# D7100 in cold weather



## CalicoKitties (Oct 2, 2014)

Hey guys!

Just wondering: is it okay to shoot pictures with the Nikon D7100 in temperatures lower than the lowest temp suggested by Nikon (32°F)?

I haven't even gotten the camera yet because my life has been crazy lately (I'm moving), but I still plan on getting the D7100 soon.
However, I recently read that the operating temperature for this camera is 32°-104°F. I'll be in Pennsylvania, and it gets much colder than 32° during the winter. So.. Is it still okay to shoot in these lower temps w/ this camera? I read that you can put the camera in a ziplock bag before coming back inside to prevent condensation; is this right? Any more precautions I should take if I shoot in cold weather?

Any advice is greatly appreciated!


----------



## tirediron (Oct 2, 2014)

Absolutely - unless you're into temperature extremes (think sub-arctic) it will be fine.  You will notice that your battery life will be reduced since the colder the temperature the slower the chemical reaction in the battery, however that returns to nomral when the battery returns to normal temperatures; keeping a spare battery warm under your jacket is a good way to get around this.  In very cold temperatures, you may notice shutter lag, aperture sticking etc, due to congealed lubricant, this again will return to normal when the camera warms up.  Your only real concern will be condensation; ensure that you allow the camera to acclimate to it's "new" temperature for a while before trying to use it.  This can take up to 45 minutes when going between temperature extremes (ie +72 inside to -20 outside).


----------



## DevC (Oct 2, 2014)

CalicoKitties said:


> Hey guys!
> 
> Just wondering: is it okay to shoot pictures with the Nikon D7100 in temperatures lower than the lowest temp suggested by Nikon (32°F)?
> 
> ...


I live in PA myself. NO problems with my d90 as of yet , and its been through~~4 snowstorms!


----------



## Nevermore1 (Oct 2, 2014)

What part of PA will you be in?  The "average" weather can vary depending on where you are.


----------



## bribrius (Oct 2, 2014)

should be fine but i dont believe they are submersible beyond 20 meters


----------



## dannylightning (Oct 2, 2014)

It is said to be a cold winter this year in ohio and we are not far from PA, There saying it will be worse than last winter which was brutal cold.  Not sure how they would know that but I hope that is wrong.


----------



## CalicoKitties (Oct 2, 2014)

Thanks for the responses everybody! Glad to hear it's okay to use the camera in cold temps.

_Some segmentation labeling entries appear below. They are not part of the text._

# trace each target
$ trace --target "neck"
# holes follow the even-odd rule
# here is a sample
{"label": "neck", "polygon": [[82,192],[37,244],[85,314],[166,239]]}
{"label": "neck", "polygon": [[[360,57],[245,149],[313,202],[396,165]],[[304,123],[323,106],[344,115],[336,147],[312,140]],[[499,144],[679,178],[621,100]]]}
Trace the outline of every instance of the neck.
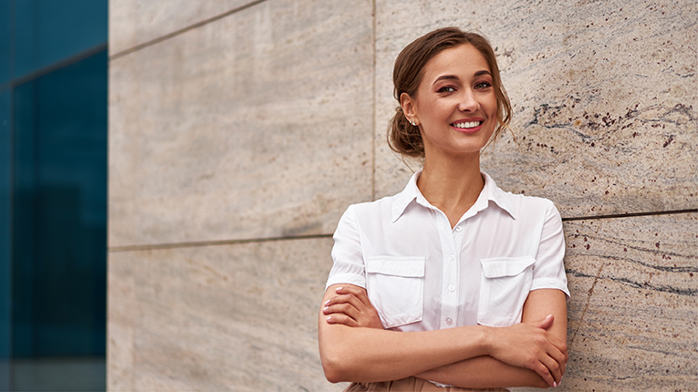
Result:
{"label": "neck", "polygon": [[480,154],[457,158],[427,155],[417,187],[432,205],[446,214],[453,227],[484,187]]}

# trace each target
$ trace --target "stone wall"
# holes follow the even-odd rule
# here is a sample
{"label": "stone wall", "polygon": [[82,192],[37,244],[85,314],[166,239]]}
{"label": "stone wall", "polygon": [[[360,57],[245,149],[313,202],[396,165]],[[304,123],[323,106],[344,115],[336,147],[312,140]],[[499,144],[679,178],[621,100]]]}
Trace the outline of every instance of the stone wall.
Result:
{"label": "stone wall", "polygon": [[344,209],[400,191],[397,53],[496,46],[483,166],[565,220],[563,390],[698,389],[698,4],[120,0],[109,8],[108,387],[341,390],[317,311]]}

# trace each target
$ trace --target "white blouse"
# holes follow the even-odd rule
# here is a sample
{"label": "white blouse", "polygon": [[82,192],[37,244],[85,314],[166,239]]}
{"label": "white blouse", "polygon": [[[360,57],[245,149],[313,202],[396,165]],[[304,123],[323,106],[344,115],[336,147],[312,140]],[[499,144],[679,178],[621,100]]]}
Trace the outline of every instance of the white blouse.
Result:
{"label": "white blouse", "polygon": [[531,290],[568,298],[559,212],[497,188],[484,172],[475,203],[451,229],[415,173],[395,196],[349,206],[339,220],[327,287],[367,290],[386,329],[425,331],[521,322]]}

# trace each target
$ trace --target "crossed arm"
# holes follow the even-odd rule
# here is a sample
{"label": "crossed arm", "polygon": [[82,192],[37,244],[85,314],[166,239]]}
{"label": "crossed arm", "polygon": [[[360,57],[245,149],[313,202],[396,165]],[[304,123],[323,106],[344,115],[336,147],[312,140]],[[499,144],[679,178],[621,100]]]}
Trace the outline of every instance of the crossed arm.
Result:
{"label": "crossed arm", "polygon": [[558,385],[568,360],[565,294],[531,292],[522,321],[502,328],[386,331],[363,288],[335,284],[319,314],[320,357],[331,382],[415,376],[473,388]]}

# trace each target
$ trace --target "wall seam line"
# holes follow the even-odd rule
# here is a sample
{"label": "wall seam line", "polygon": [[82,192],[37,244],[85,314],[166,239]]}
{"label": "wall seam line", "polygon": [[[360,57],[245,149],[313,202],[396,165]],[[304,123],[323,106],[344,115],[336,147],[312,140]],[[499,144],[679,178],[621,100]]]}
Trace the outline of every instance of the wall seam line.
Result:
{"label": "wall seam line", "polygon": [[[674,210],[664,211],[653,211],[653,212],[634,212],[626,214],[614,214],[614,215],[597,215],[587,217],[571,217],[562,218],[563,222],[569,221],[588,221],[596,219],[613,219],[613,218],[632,218],[639,216],[657,216],[657,215],[675,215],[682,213],[698,213],[698,209],[689,210]],[[311,234],[311,235],[298,235],[298,236],[280,236],[280,237],[266,237],[266,238],[246,238],[240,240],[220,240],[220,241],[193,241],[186,242],[170,242],[170,243],[152,243],[144,245],[122,245],[122,246],[109,246],[107,248],[109,253],[120,253],[120,252],[139,252],[139,251],[154,251],[174,248],[196,248],[202,246],[217,246],[217,245],[234,245],[240,243],[251,243],[251,242],[270,242],[276,241],[290,241],[290,240],[312,240],[332,238],[332,234]]]}
{"label": "wall seam line", "polygon": [[371,89],[373,94],[373,105],[371,108],[371,111],[373,113],[373,124],[371,124],[371,144],[373,147],[373,171],[371,172],[371,183],[370,183],[370,197],[371,200],[376,200],[376,151],[378,150],[378,146],[376,145],[377,139],[376,139],[376,18],[378,17],[377,12],[376,12],[376,0],[373,0],[373,31],[371,34],[371,41],[372,42],[372,48],[373,48],[373,69],[371,72]]}
{"label": "wall seam line", "polygon": [[203,26],[208,25],[209,23],[215,22],[216,20],[223,19],[225,16],[229,16],[229,15],[231,15],[233,14],[235,14],[235,13],[238,13],[240,11],[245,10],[247,8],[253,7],[253,6],[261,4],[261,3],[264,3],[266,1],[266,0],[256,0],[256,1],[254,1],[252,3],[248,3],[248,4],[245,5],[240,5],[240,6],[236,7],[236,8],[233,8],[230,11],[226,11],[226,12],[224,12],[223,14],[217,15],[215,16],[212,16],[212,17],[210,17],[208,19],[204,19],[204,20],[203,20],[201,22],[197,22],[197,23],[195,23],[193,25],[188,26],[186,27],[183,27],[183,28],[181,28],[179,30],[173,31],[172,33],[166,34],[164,36],[159,36],[159,37],[157,37],[155,39],[151,39],[151,40],[144,42],[142,44],[136,45],[135,46],[130,47],[128,49],[124,49],[124,50],[122,50],[122,51],[120,51],[119,53],[115,53],[115,54],[109,56],[109,61],[116,60],[118,58],[123,57],[124,56],[130,55],[133,52],[137,52],[137,51],[139,51],[141,49],[144,49],[144,48],[146,48],[148,46],[152,46],[153,45],[160,44],[161,42],[167,41],[170,38],[173,38],[173,37],[175,37],[177,36],[180,36],[182,34],[184,34],[184,33],[186,33],[188,31],[192,31],[192,30],[195,29],[195,28],[199,28],[199,27],[201,27]]}
{"label": "wall seam line", "polygon": [[681,214],[681,213],[693,213],[693,212],[698,212],[698,208],[687,209],[687,210],[658,211],[648,211],[648,212],[628,212],[628,213],[618,213],[618,214],[609,214],[609,215],[574,216],[574,217],[568,217],[568,218],[562,218],[562,222],[589,221],[589,220],[594,220],[594,219],[632,218],[636,216],[675,215],[675,214]]}
{"label": "wall seam line", "polygon": [[292,237],[248,238],[248,239],[241,239],[241,240],[198,241],[198,242],[193,241],[189,242],[109,246],[107,249],[109,253],[116,253],[120,252],[154,251],[154,250],[174,249],[174,248],[198,248],[202,246],[234,245],[234,244],[251,243],[251,242],[277,242],[277,241],[313,240],[313,239],[322,239],[322,238],[332,238],[332,234],[298,235],[298,236],[292,236]]}

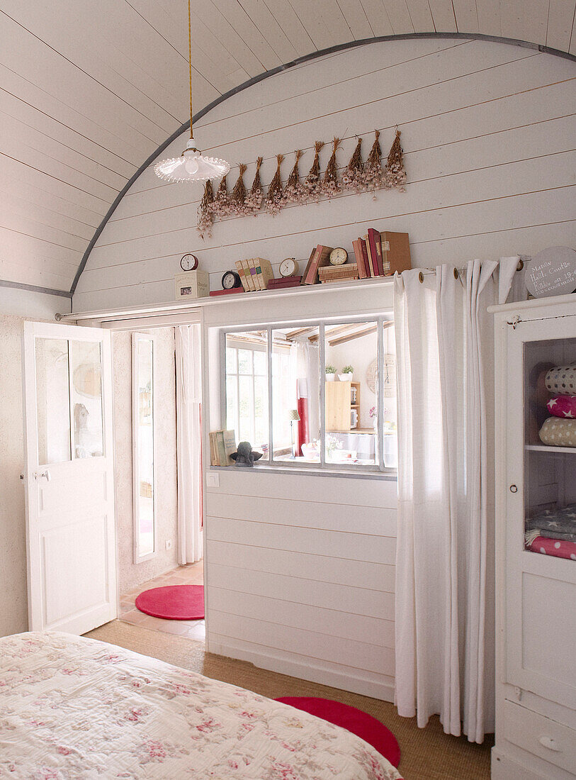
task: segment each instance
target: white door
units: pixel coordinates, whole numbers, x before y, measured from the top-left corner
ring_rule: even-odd
[[[110,332],[26,322],[28,615],[81,634],[115,618]]]

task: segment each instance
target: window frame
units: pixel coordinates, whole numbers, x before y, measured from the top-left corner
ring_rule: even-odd
[[[264,322],[256,324],[242,324],[231,327],[224,327],[220,332],[220,415],[222,424],[225,424],[226,420],[226,337],[228,335],[233,335],[235,333],[244,333],[247,331],[266,331],[267,332],[267,370],[268,377],[268,452],[269,458],[263,463],[256,463],[255,466],[259,468],[280,469],[285,471],[301,471],[323,473],[346,473],[349,476],[382,476],[396,477],[398,474],[397,468],[390,468],[384,466],[384,433],[383,433],[383,409],[384,409],[384,379],[383,371],[378,371],[378,392],[376,395],[376,406],[378,410],[378,427],[377,427],[377,455],[378,463],[373,466],[362,465],[357,466],[354,463],[327,463],[326,460],[326,413],[325,413],[325,392],[324,382],[322,381],[325,374],[326,367],[326,342],[324,329],[327,326],[334,324],[353,324],[362,322],[376,322],[377,328],[377,349],[376,358],[380,367],[384,354],[384,328],[383,323],[394,322],[394,312],[391,310],[380,312],[376,314],[355,314],[354,316],[342,317],[324,317],[316,319],[292,320],[284,322]],[[320,447],[320,460],[316,463],[293,463],[290,460],[277,460],[274,457],[274,419],[273,419],[273,383],[272,383],[272,332],[283,328],[318,328],[318,346],[319,346],[319,403],[320,403],[320,441],[323,445]]]

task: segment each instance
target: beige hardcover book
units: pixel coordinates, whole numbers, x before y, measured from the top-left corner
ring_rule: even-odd
[[[230,457],[232,452],[235,452],[236,449],[236,431],[224,431],[224,449],[226,452],[226,466],[233,466],[234,461]]]
[[[246,274],[246,282],[248,282],[248,289],[250,292],[254,292],[256,290],[256,285],[254,284],[254,277],[252,275],[252,270],[250,268],[250,261],[249,260],[243,260],[242,261],[242,267],[244,268],[244,273]]]
[[[263,257],[255,257],[254,261],[258,264],[256,270],[260,289],[267,290],[268,289],[268,282],[274,278],[272,264],[269,260],[265,260]]]

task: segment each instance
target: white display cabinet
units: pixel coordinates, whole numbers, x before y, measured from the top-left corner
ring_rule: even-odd
[[[555,395],[547,372],[576,363],[576,295],[490,310],[496,353],[492,776],[569,780],[576,777],[576,447],[544,443],[540,431]]]

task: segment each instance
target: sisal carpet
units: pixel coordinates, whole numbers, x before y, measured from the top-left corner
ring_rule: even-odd
[[[201,642],[150,631],[118,620],[113,620],[85,636],[247,688],[270,699],[317,696],[357,707],[377,718],[396,736],[402,751],[399,769],[405,780],[489,778],[492,739],[483,745],[472,745],[465,738],[448,736],[442,731],[436,717],[430,719],[426,729],[419,729],[415,718],[400,718],[390,702],[260,669],[244,661],[207,653]]]

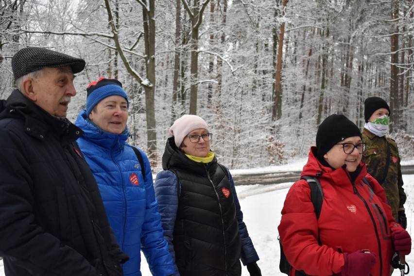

Yeah, I've heard that it's supposed to be a pretty horrible winter this year.  What's worse is that I'm used to heat because we've been in Texas for the past three years, so I'll be freezing my butt off when we move back up to PA. Lol.


----------



## dannylightning (Oct 2, 2014)

I lived in AZ or a few years, The day i cam back to ohio it was extremely cold and windy,  i though i was gonna freeze to death  when i stopped to get gas.

I would probably try to keep the camera some place kind of warm while not in use if i needed to use it on a really cold day.   maybe throw a few of those hand warmers in the case or something and wrap the camera in a towel or blanket if its much below 30o  

I am sure the cold can effect your camera but at what point I do not know.


----------



## SCraig (Oct 2, 2014)

dannylightning said:


> I would probably try to keep the camera some place kind of warm while not in use if i needed to use it on a really cold day.   maybe throw a few of those hand warmers in the case or something and wrap the camera in a towel or blanket if its much below 30o


You'd be a lot better off just letting it adjust to one temperature and not keep going from cold to warm to cold to warm to cold to warm.  Let it get cold and it will be fine.  Put it in a Ziplock before going back inside.  Going from cold to warm is when condensation normally occurs.


----------



## dannylightning (Oct 2, 2014)

you have a good point there, I know allot of folks that do that with their electronic stuff wen they need to use it in the winter when its really cold.   cameras may be a bit different though.


----------



## tirediron (Oct 2, 2014)

SCraig said:


> You'd be a lot better off just letting it adjust to one temperature and not keep going from cold to warm to cold to warm to cold to warm.  Let it get cold and it will be find.  Put it in a Ziplock before going back inside.  Going from cold to warm is when condensation normally occurs.


^^ This!  Most of my experience has been on the opposite end of the scale; UAE, Qatar, and so forth, but the theory's the same.  Once my camera was warm, I'd leave it outside as long as possible, (quite often overnight).  Once it's temperature-stable it's going to be fine.


----------



## cgw (Oct 3, 2014)

If it's too chilly you, it's too cold for the D7100. I shoot in southern/central Ontario and have never had a freeze-up with film or digital bodies. Follow the above tips about cold/warm transitions and condensation busting. Do get a spare battery and keep it warm. Be careful swapping a battery in the snow. They're heavy for their size and will burrow into oblivion in soft stuff. A friend lost an EN EL-15 in a drift last year--dug for half an hour and never found it.


----------



## CalicoKitties (Oct 3, 2014)

Alrighty! Thanks for the info everybody


----------